La capital de Bolívar enfrenta uno de los desafíos más críticos para su estabilidad urbana y de servicios públicos en lo que va de 2026. Tras una semana marcada por los bloqueos y protestas ciudadanas en vías estratégicas como La Cordialidad y la Diagonal 32, donde los habitantes han salido a las calles exigiendo el derecho fundamental al líquido vital, la empresa Aguas de Cartagena (Acuacar) informó que a partir del próximo lunes 11 de mayo, la ciudad entrará oficialmente en un régimen de racionamiento programado.

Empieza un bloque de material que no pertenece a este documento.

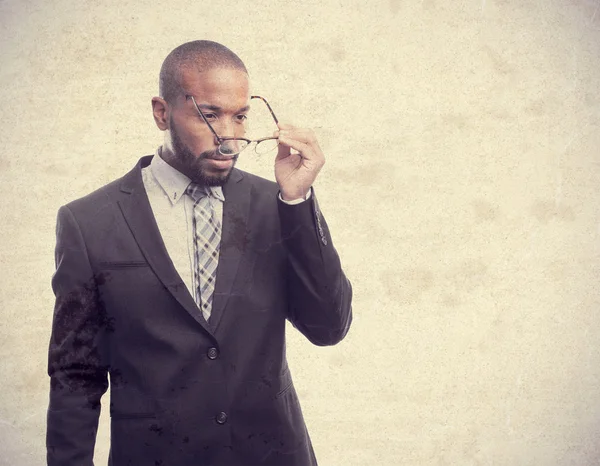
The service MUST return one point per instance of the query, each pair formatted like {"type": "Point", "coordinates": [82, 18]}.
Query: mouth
{"type": "Point", "coordinates": [221, 163]}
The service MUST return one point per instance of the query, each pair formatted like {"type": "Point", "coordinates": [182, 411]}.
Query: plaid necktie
{"type": "Point", "coordinates": [207, 242]}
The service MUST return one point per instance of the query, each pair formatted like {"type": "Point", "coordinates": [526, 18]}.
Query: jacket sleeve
{"type": "Point", "coordinates": [77, 359]}
{"type": "Point", "coordinates": [319, 292]}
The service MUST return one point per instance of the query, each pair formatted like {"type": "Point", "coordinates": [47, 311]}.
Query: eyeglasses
{"type": "Point", "coordinates": [233, 146]}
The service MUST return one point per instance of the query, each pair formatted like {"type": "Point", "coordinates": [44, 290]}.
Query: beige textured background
{"type": "Point", "coordinates": [462, 189]}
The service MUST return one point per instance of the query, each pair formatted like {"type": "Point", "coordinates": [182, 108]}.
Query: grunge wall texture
{"type": "Point", "coordinates": [462, 187]}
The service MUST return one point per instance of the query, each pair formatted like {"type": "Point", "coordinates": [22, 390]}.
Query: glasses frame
{"type": "Point", "coordinates": [221, 140]}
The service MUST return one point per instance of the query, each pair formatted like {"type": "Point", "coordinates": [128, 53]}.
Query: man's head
{"type": "Point", "coordinates": [218, 81]}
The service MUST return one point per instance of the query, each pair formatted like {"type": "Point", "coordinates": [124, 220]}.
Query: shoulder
{"type": "Point", "coordinates": [108, 195]}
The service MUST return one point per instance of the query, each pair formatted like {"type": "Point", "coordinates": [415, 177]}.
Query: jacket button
{"type": "Point", "coordinates": [213, 353]}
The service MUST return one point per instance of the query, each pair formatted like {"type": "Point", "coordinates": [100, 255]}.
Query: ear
{"type": "Point", "coordinates": [160, 110]}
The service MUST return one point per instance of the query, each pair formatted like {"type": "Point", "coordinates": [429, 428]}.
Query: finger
{"type": "Point", "coordinates": [304, 149]}
{"type": "Point", "coordinates": [300, 134]}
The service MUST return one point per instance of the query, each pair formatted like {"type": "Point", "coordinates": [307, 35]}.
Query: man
{"type": "Point", "coordinates": [176, 281]}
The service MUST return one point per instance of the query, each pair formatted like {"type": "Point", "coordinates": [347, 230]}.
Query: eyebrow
{"type": "Point", "coordinates": [216, 108]}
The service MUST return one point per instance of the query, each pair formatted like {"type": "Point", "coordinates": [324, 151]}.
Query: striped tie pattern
{"type": "Point", "coordinates": [207, 242]}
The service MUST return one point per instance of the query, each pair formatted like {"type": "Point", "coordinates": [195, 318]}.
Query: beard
{"type": "Point", "coordinates": [193, 166]}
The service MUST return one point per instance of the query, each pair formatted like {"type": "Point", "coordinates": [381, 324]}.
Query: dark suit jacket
{"type": "Point", "coordinates": [184, 391]}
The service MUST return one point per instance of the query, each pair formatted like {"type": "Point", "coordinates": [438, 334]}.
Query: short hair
{"type": "Point", "coordinates": [200, 54]}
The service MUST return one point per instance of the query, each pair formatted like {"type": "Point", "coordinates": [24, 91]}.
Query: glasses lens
{"type": "Point", "coordinates": [266, 146]}
{"type": "Point", "coordinates": [232, 146]}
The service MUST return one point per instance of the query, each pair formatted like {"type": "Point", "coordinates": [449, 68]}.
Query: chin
{"type": "Point", "coordinates": [212, 179]}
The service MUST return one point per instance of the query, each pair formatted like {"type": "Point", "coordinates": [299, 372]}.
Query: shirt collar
{"type": "Point", "coordinates": [173, 182]}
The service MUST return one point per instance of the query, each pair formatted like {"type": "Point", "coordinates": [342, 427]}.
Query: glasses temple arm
{"type": "Point", "coordinates": [268, 106]}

Protestas y bloqueos como antesala de la medida
Los bloqueos en vías principales, como La Cordialidad y la Diagonal 32, han sido la respuesta de los ciudadanos ante la falta de agua en decenas de barrios. La medida de Acuacar busca enfrentar la ola de indignación popular y equilibrar un sistema que hoy opera al límite, afectado por una combinación de factores técnicos, ambientales y sociales que han dejado a decenas de barrios con grifos secos o presiones insuficientes.
La empresa Aguas de Cartagena (Acuacar) informó que a partir del próximo lunes 11 de mayo, la ciudad entrará oficialmente en un régimen de racionamiento programado.
La crisis de abastecimiento refleja problemas estructurales en el sistema de acueducto de la ciudad, que se suma a las dificultades ambientales y técnicas que han afectado la prestación del servicio en los últimos meses.